#' @title Cost minimizing sample designs for cluster Randomized Control Trials with only an endline measurement subject to a power constraint.
#' @description This function delivers the number of clusters and the number of units (individuals, firms, etc) within cluster that minimizes the total costs
#' subject to a power constraint in a cluster Randomized Control Trial (RCT). The function assumes that the outcome variable is continuous and has only been measured at endline.
#' This function assumes that the cost function includes a fixed costs per cluster (that can be different for treatment and control clusters) as well as a cost
#' per unit within a cluster (that can be different for treatment and control clusters): \eqn{Costs = k0*(f0 + (v0*m0)) + k1*(f1 + (v1*m1))}.
#' The function provides the optimal number of clusters and units within clusters for three different cases: (1) when both the optimal number of clusters and
#' units are allowed to be different between treatment and control arms, (2) when the number of clusters are allowed to be different between treatment and control arms, but the number of
#' units is constrained to be the same in both arms, and (3) when the number of units within cluster are allowed to be different between treatment and control arms, but the
#' number of clusters is constrained to be the same in both arms.
#'
#' @author Nancy A. Daza-Báez, \email{n.baez@ucl.ac.uk}
#' @author Brendon McConnell, \email{B.I.Mcconnell@soton.ac.uk>}
#' @author Marcos Vera-Hernández, \email{m.vera@ucl.ac.uk}
#' @references McConnell and Vera-Hernández (2022). More Powerfull Cluster Randomized Control Trials. Mimeo
#' @import dplyr
#' @import GenSA
#' @import stringr
#' @import xlsx
#'
#' @param delta Vector. Size of the effect on the outcome variable (effect size measured in same units as the outcome variable).
#' @param sigma Vector. Standard deviation of the outcome variable.
#' @param rho Vector. Intra-cluster correlation.
#' @param alpha Vector. Significance level for the null hypothesis of no effect.
#' @param beta Vector. Maximum level of power of implementing the RCT.
#' @param q Where (K - q) are the degrees of freedom to test the null hypothesis of null effect. Default is 1.
#' @param v0 Vector. Variable costs per unit in the control clusters. It includes the cost of data collection (baseline and endline) and the cost of implementing the intervention under study.
#' @param v1 Vector. Variable costs per unit in the treatment clusters.
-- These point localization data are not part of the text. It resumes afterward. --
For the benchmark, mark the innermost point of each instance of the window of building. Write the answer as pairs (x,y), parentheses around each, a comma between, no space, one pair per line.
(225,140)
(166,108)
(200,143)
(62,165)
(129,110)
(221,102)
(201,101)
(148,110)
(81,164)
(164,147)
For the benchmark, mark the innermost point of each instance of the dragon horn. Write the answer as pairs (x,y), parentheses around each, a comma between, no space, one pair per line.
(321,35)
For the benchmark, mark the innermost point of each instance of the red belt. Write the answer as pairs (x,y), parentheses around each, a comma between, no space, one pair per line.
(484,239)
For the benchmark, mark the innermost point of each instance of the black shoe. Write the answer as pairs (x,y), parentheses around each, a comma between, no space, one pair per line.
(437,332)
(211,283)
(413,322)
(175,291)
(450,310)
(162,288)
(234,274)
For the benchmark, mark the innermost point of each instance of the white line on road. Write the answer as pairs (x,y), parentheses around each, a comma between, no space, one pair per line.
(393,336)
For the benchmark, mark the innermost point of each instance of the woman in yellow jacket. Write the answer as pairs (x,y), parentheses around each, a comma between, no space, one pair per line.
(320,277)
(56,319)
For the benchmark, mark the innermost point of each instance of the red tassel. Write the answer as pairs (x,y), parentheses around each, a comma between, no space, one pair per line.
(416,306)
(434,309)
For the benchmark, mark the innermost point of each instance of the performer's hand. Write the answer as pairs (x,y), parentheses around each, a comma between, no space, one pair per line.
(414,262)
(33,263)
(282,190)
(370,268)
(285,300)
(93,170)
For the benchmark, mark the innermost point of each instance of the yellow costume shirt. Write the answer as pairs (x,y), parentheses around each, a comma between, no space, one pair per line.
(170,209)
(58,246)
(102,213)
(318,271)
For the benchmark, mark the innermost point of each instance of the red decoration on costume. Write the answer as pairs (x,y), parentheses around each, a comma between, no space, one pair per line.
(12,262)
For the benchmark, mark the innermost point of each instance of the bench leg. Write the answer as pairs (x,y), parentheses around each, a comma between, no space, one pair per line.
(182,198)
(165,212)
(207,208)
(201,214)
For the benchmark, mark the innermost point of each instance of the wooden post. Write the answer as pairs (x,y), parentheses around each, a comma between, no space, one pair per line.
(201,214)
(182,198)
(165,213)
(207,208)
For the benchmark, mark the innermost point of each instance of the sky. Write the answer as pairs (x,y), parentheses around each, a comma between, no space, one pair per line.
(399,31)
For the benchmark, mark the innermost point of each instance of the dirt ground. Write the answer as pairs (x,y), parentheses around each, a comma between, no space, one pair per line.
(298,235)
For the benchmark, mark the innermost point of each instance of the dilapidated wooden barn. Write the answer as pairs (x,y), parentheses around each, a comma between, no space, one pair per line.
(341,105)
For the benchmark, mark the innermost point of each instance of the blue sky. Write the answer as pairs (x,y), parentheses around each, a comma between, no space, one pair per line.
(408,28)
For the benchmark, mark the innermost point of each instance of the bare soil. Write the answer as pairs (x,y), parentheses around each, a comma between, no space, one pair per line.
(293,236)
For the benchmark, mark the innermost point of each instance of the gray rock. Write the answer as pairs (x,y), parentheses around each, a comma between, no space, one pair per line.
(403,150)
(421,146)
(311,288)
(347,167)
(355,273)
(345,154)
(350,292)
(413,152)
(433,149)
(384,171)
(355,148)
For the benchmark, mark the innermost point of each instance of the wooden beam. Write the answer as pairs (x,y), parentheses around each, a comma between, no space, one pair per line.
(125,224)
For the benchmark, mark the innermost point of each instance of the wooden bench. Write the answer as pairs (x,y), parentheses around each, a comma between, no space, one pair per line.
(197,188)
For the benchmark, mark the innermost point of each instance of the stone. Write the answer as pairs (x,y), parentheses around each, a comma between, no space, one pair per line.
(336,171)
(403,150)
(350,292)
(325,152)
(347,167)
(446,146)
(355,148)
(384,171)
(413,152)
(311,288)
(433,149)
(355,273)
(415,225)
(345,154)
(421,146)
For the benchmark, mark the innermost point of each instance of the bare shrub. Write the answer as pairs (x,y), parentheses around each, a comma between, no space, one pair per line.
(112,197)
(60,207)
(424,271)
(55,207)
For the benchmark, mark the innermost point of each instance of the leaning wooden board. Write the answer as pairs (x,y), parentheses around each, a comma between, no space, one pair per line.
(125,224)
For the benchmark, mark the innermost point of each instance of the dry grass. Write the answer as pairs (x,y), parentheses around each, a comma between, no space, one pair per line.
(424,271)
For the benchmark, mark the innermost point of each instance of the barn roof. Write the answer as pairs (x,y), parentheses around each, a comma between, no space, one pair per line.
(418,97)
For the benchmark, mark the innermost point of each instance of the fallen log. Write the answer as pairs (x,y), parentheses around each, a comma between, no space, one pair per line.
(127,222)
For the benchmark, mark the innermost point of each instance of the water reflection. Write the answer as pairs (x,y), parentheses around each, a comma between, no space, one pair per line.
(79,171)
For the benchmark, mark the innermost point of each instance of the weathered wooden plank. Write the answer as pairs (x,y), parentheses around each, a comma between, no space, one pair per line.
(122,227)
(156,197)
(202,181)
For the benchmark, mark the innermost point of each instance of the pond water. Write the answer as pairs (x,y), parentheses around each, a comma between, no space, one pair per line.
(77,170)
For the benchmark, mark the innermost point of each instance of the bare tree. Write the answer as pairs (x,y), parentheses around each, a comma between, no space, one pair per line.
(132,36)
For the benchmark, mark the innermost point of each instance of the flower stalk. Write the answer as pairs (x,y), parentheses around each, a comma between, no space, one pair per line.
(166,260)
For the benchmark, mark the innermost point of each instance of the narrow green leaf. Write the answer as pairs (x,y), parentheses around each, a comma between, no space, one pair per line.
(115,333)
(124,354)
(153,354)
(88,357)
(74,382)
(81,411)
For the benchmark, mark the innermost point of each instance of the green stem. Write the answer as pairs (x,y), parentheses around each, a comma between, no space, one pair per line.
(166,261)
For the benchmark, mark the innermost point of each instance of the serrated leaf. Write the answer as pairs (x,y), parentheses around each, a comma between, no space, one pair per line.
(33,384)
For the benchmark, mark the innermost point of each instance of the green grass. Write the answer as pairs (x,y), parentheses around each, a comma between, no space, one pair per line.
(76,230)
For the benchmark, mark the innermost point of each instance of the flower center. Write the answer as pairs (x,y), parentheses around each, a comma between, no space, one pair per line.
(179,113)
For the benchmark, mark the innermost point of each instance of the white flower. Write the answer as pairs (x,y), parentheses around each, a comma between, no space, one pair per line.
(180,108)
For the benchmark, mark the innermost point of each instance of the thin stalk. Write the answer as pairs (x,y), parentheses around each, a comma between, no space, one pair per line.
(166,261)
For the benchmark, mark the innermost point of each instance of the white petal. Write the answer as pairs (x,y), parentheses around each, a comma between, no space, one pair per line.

It includes the cost of data collection (baseline and endline) and the cost of implementing the intervention under study.
#' @param f0 Vector. Fixed costs per control cluster. It includes the total fixed cost: baseline and endline.
#' @param f1 Vector. Fixed costs per treatment cluster. It includes the total fixed cost: baseline and endline.
#' @param optimal.s Indicates whether the sample design should constrain the number of units per treatment and control clusters to be the same ("CONST-IND") or whether the sample design should constrain the treatment and control clusters to be the same "CONST-CLUST" or whether the solution should be fully unconstrained ("CLUST-IND").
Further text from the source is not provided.